Hinweis: Dieser Artikel gibt einen Überblick über den aktuellen Wissensstand zu Selen bei Hashimoto-Thyreoiditis. Er ersetzt keine individuelle ärztliche Beratung und stellt keine Behandlungsempfehlung dar. Ob und in welcher Form eine Selen-Supplementierung für Sie sinnvoll ist, muss immer gemeinsam mit einer Ärztin oder einem Arzt entschieden werden.
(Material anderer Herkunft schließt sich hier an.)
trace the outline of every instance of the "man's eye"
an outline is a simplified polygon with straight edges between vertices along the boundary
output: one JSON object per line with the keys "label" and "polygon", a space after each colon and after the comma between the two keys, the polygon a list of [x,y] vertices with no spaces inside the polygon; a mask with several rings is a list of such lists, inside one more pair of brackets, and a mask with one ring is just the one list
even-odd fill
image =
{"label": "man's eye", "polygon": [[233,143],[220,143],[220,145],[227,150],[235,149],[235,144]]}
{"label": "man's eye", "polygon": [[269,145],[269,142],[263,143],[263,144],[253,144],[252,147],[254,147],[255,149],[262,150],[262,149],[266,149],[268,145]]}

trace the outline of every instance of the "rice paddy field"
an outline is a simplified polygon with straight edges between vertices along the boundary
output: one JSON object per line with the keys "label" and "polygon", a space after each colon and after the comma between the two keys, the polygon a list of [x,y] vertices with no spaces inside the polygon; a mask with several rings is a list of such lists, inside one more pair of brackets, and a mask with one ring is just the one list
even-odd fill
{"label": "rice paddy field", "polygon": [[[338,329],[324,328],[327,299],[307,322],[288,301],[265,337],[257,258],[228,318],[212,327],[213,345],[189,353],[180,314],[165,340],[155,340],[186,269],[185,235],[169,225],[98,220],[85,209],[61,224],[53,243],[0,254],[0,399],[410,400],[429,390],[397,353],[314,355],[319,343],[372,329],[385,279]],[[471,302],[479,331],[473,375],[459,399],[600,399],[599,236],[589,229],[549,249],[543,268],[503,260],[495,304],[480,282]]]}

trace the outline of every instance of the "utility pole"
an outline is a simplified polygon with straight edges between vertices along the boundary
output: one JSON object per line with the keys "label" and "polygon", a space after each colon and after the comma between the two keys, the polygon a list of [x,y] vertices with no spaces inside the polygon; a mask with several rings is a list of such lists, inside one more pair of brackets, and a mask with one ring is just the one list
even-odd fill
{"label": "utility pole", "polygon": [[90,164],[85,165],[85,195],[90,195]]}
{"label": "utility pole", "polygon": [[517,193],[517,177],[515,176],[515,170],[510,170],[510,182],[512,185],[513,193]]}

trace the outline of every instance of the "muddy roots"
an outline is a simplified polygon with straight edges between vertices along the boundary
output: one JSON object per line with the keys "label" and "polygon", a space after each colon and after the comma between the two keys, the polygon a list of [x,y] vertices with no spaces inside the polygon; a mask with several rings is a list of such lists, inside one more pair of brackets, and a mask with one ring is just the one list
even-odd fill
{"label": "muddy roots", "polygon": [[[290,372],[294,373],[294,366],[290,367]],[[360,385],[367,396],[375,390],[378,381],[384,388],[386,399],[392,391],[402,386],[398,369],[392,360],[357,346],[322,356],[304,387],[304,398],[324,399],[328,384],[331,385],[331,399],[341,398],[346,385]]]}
Warum Selen bei Hashimoto mehr als ein Spurenelement ist
Bei den meisten Erkrankungen spielt Selen eine Rolle unter vielen – ein Spurenelement, das man nicht vergessen sollte, das aber keine besondere Aufmerksamkeit verlangt. Bei Hashimoto-Thyreoiditis ist das anders.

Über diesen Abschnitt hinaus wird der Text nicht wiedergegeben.